99 %, cela fait beaucoup de singe en nous, cela fait beaucoup de sexualité de singe aussi à subir pour procréer. A quelle liberté sexuelle espère-t-on prétendre avec un tel héritage ? Par quel travail du 1 % restant peut-on réussir à prendre le large ?
Cette métamorphose de la sexualité biologiquement programmée est l’œuvre de la fonction érotique. Il s’agit en somme, de manière facultative et très personnelle, de donner de l’intelligence à une activité qui n’a pour finalité que la survie de l’espèce. Depuis 40 000 ans une énergie follement désespérée tente de donner du sens à des émotions qui n’en ont pas de si belles d’emblée : la fécondation n’exige aucunes fioritures, l’éjaculation est intra-vaginale ou n’est pas, c’est tout. En tant qu’Homo sapiens, c’est insupportable et vexant. Comment inscrire du spirituel et du magique dans un tel contexte instinctuel ? Ce sera pour chaque Société, pour chaque culture, depuis l’origine de notre espèce, un des pensums les plus astreignants pour échapper à notre identité de Primate.
La sexualité n’obéit qu’aux pulsions génétiquement programmées
comme l’érotisme est un contre-pouvoir face à l’instinct de procréation
la sexualité n’est pas érotique.
Aborder la fonction érotique de l’invalide mental oblige donc à soulever la question de l’intelligence restante dans l’élaboration des comportements et des affects. Le mot même de « sexualité » doit être désormais manié avec précautions puisque pour nous il n’appelle que des représentations de bonne santé génitale. Opposons-lui le terme d’érotisme pour qualifier ce devoir d’évasion de notre passé originel. L’érotisme est un humanisme.

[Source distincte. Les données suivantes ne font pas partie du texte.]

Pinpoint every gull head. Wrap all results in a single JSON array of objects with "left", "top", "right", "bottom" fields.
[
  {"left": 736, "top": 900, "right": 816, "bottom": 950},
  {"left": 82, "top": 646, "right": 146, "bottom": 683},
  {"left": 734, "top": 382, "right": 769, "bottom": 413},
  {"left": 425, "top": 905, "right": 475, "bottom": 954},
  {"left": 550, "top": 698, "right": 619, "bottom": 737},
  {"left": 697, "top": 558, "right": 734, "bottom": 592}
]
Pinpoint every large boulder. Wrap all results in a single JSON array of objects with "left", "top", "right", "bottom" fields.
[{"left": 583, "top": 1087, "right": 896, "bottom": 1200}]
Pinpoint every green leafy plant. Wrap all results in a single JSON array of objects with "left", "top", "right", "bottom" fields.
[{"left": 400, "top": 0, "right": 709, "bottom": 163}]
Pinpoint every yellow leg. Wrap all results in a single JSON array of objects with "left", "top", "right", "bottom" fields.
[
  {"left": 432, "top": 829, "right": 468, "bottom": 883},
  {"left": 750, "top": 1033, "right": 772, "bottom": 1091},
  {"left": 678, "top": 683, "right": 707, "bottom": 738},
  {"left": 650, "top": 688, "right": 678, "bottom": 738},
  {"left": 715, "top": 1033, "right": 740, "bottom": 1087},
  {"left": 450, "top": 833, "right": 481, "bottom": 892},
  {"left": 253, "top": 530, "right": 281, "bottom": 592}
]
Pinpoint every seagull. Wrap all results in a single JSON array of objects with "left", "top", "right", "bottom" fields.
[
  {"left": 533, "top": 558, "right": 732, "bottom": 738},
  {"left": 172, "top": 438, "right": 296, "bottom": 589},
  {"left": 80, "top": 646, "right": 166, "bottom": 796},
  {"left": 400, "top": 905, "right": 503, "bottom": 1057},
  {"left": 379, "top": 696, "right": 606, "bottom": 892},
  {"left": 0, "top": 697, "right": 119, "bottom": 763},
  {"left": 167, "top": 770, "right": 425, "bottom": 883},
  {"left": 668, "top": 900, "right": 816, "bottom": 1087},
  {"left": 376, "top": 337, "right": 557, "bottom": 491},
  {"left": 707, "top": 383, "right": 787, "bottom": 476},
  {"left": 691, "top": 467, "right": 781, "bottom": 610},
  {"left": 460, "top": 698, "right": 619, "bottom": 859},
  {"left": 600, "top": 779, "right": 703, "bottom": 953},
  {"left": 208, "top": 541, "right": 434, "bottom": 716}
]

Certes, mais quelle promesse d’émancipation est offerte à une personne amputée d’une partie de son intelligence ? A quel projet de dépassement de soi est-elle autorisée ? N’y a-t-il pas là un troisième motif d’incertitudes hypothéquant leur libre choix de vie privée, un troisième facteur de risque d’exclusion ?
Reste l’amour. La pomme pour la soif de… bonne conscience. Un acompte de liberté par qui le scandale arrive, je veux dire, une provision versée au comptes et profits de professionnels sincèrement engagés, mais qui calculent encore leur courage à l’économie. Le niveau de tolérance a évolué, notamment dans les institutions mixtes, et des pensionnaires qui s’aiment ne sont plus censurés avec la même méchanceté qu’autrefois, mais leur donne-t-on les moyens de « le faire » cet amour qu’ils éprouvent ? L’indépendance affective ne donne pas accès à une connaissance érogène des corps. L’amour ne possède aucune des clefs du plaisir, l’amour ne sait rien faire d’autre que d’amoindrir le dégoût que l’on éprouve naturellement les uns pour les autres… Non, s’atteler ici au droit d’ingérence dans l’intimité d’autrui n’est pas une tâche achevée lorsque perdure l’interdit d’en jouir ! C’est lorsque l’on permettra à chacun d’aller au bout de son besoin d’aimer, que la volonté de comprendre le handicap mental rejoindra le devoir de sauvegarder sa part d’humanité.